An internal circular the Post obtained on Thursday, confirmed that another batch of junior staff, as well as some higher but below managerial ranked employees would get the axe.
But those from engineering, flight operations, people, training, cargo, finance, secretarial and administration support teams would be spared.
“There will be a short transition period from now until the new head office structure is fully effective from August 1,” the notice stated.
A dedicated hotline was also set up to assist affected staff.
The Cathay Pacific Local Staff Union said the number of job losses was “less than expected” and urged the company to try to minimise the impact of restructuring through natural wastage – not replacing staff who leave.

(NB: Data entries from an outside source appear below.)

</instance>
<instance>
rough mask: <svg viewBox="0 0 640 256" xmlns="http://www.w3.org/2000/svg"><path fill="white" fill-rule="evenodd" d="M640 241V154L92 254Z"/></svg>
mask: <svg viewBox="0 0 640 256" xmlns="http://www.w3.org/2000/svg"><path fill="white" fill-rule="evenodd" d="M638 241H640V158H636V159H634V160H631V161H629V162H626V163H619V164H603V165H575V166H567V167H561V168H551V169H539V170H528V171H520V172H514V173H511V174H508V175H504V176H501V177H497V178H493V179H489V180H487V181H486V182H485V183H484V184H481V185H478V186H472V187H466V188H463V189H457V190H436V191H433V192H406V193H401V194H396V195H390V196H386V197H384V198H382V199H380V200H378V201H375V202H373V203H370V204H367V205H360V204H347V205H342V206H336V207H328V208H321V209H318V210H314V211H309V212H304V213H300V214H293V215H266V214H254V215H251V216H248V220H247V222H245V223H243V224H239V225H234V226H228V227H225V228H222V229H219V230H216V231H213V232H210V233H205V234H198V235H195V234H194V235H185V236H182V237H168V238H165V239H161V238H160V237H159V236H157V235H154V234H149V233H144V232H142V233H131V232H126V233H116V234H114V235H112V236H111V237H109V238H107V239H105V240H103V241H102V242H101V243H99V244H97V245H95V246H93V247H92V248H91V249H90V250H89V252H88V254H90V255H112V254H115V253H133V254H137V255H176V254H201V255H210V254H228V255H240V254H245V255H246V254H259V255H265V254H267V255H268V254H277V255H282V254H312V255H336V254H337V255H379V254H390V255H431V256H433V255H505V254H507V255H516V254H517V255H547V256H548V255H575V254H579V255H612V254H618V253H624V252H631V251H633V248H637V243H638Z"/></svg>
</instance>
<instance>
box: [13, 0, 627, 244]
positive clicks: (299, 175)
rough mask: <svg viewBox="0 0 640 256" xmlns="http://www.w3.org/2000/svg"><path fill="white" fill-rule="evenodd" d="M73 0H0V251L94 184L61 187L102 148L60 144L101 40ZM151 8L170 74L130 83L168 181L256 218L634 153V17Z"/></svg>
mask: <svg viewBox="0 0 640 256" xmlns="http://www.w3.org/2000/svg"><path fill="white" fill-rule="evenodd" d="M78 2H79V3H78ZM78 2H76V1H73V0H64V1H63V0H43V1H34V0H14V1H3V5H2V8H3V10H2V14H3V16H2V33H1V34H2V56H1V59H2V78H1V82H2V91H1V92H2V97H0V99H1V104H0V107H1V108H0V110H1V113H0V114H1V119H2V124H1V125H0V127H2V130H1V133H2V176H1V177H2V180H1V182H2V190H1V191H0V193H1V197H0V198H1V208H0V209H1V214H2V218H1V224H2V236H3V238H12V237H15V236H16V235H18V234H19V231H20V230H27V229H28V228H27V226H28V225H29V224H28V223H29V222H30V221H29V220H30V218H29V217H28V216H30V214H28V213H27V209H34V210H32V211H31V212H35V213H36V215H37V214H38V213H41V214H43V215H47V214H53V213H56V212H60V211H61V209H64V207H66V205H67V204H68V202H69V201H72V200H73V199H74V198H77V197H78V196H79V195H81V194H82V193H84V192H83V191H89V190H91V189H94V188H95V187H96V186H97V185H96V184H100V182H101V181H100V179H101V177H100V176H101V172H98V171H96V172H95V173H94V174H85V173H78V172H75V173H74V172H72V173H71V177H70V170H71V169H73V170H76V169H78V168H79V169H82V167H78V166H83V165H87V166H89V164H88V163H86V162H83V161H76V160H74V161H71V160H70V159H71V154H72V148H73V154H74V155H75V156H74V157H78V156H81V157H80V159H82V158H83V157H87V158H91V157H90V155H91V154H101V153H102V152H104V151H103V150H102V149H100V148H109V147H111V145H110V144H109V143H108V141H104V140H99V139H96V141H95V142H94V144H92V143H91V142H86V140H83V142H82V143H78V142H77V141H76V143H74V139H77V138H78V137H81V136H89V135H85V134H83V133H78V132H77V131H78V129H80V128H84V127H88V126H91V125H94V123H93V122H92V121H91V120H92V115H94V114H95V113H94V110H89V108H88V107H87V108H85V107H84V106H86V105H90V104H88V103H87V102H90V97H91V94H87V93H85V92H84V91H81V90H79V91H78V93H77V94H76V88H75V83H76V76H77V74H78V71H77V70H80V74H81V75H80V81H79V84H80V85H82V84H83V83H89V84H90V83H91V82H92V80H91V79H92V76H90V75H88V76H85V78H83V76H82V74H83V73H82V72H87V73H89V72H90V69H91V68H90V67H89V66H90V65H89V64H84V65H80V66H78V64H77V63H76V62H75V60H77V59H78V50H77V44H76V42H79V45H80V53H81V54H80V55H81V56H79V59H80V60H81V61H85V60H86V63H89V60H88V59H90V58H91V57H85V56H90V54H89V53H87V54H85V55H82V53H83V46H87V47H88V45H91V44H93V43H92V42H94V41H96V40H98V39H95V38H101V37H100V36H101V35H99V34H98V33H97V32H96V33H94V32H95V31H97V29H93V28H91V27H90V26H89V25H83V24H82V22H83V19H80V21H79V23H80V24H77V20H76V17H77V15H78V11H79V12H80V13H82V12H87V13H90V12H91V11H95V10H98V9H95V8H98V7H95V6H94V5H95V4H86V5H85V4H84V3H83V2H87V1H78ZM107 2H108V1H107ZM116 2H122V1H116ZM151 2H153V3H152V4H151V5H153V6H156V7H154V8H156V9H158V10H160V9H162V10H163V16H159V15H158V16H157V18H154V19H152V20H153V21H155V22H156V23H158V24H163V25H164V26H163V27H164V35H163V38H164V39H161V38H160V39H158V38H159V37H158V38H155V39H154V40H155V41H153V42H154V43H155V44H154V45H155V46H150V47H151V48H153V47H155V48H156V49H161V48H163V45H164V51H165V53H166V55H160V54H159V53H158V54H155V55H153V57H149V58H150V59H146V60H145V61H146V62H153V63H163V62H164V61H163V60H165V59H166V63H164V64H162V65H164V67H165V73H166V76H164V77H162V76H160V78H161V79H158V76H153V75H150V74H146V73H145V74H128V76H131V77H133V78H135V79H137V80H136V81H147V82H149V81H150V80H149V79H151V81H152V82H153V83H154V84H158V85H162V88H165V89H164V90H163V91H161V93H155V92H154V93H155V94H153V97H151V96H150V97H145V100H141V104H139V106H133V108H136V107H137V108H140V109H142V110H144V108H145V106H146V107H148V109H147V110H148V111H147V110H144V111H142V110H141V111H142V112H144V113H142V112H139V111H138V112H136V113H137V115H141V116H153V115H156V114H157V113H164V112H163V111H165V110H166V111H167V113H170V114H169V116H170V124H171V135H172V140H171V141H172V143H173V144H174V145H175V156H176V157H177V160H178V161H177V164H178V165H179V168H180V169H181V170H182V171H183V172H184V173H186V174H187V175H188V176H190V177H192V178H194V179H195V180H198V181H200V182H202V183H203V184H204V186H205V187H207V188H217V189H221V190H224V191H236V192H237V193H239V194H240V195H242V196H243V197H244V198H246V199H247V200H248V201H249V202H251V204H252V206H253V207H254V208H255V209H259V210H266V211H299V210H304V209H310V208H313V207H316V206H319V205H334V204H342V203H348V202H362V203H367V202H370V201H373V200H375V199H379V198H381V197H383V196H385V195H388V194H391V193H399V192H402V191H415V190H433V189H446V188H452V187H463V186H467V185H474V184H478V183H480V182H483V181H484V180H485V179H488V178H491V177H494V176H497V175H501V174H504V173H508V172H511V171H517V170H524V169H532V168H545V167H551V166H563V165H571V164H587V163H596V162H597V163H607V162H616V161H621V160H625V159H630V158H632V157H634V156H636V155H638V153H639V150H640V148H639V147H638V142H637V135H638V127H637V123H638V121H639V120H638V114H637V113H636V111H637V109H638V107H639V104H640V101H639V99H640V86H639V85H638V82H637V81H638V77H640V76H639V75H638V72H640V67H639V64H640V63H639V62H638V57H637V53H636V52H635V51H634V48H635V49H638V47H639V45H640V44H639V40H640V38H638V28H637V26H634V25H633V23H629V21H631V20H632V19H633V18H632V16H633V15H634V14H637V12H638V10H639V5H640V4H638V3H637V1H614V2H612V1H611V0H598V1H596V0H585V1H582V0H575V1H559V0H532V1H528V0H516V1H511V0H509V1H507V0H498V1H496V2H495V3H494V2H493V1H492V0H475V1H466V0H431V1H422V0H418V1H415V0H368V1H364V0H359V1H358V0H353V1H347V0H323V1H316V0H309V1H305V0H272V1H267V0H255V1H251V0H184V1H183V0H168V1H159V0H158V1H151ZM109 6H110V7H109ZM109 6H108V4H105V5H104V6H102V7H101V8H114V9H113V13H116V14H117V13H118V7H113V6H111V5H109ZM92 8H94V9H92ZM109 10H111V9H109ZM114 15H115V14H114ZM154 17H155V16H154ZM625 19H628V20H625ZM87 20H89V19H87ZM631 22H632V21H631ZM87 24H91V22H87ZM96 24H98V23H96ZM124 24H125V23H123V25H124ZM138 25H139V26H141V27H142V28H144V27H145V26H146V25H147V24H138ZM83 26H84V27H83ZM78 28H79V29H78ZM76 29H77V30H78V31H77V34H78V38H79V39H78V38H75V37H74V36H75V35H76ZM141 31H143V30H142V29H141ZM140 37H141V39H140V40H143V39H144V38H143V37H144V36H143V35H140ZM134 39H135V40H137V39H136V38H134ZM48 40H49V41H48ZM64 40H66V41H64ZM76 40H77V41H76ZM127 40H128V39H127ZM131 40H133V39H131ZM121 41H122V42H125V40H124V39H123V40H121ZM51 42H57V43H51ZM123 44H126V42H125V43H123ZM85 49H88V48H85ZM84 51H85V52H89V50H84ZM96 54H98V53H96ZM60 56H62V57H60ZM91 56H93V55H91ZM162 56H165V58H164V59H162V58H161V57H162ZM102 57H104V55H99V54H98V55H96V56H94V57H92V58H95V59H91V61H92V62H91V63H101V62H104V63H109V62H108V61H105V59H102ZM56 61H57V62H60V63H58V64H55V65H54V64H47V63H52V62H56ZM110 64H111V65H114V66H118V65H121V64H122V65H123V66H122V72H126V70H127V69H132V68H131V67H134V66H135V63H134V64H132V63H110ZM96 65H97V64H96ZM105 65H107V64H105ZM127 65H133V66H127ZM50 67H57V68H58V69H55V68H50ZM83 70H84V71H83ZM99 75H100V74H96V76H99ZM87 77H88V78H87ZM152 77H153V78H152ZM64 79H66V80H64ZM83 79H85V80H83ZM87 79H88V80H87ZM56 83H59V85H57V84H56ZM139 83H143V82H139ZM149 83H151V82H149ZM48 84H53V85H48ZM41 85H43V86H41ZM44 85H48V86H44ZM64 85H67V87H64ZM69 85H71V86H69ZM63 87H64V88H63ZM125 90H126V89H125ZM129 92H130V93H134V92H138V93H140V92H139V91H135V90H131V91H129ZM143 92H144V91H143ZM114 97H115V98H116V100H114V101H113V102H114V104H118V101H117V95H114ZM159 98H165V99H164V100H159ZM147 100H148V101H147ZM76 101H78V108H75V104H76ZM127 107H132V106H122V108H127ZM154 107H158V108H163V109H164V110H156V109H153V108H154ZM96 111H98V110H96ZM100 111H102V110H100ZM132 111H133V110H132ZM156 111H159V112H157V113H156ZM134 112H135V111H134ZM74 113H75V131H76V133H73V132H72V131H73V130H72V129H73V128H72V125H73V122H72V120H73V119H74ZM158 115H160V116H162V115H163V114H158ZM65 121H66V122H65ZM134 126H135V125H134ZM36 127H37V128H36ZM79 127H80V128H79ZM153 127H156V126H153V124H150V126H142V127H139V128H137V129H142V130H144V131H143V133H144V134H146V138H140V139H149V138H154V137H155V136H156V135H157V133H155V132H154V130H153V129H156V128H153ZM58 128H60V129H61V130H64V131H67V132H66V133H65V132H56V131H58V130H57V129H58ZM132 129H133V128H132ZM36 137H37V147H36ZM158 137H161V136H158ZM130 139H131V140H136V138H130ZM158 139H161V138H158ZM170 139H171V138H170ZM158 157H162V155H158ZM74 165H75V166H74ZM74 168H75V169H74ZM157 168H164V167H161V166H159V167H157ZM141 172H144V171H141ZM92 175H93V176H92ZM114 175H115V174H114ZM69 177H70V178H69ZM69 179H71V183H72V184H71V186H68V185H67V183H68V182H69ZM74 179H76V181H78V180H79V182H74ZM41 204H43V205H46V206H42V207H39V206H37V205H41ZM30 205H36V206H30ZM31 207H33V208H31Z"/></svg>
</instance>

A letter from chairman Joe Chu Yin-cheong stated that the union was also bargaining for better severance packages for both contract and permanent staff, while priority would be given for future openings.
There were few signs of unrest outside Cathay City – the company’s headquarters – on Thursday, as the latest job losses were part of the announced restructuring plan and not out of the blue.
Cathay Pacific and Cathay Dragon lost HK$3 billion last year, but the company as a whole lost HK$575 million because of better performances in other areas of the business, including catering and its shareholding in Air China.
Cathay also struggled after two years of substantial fuel hedging losses amounting to HK$8.4 billion each year in 2015 and 2016. The losses were absorbed into the overall fuel cost.
In Asia, Cathay’s rival, Singapore Airlines, indicated on Wednesday that many jobs might become “irrelevant” as the loss-making mass carrier embarked on a “radical review” of its business.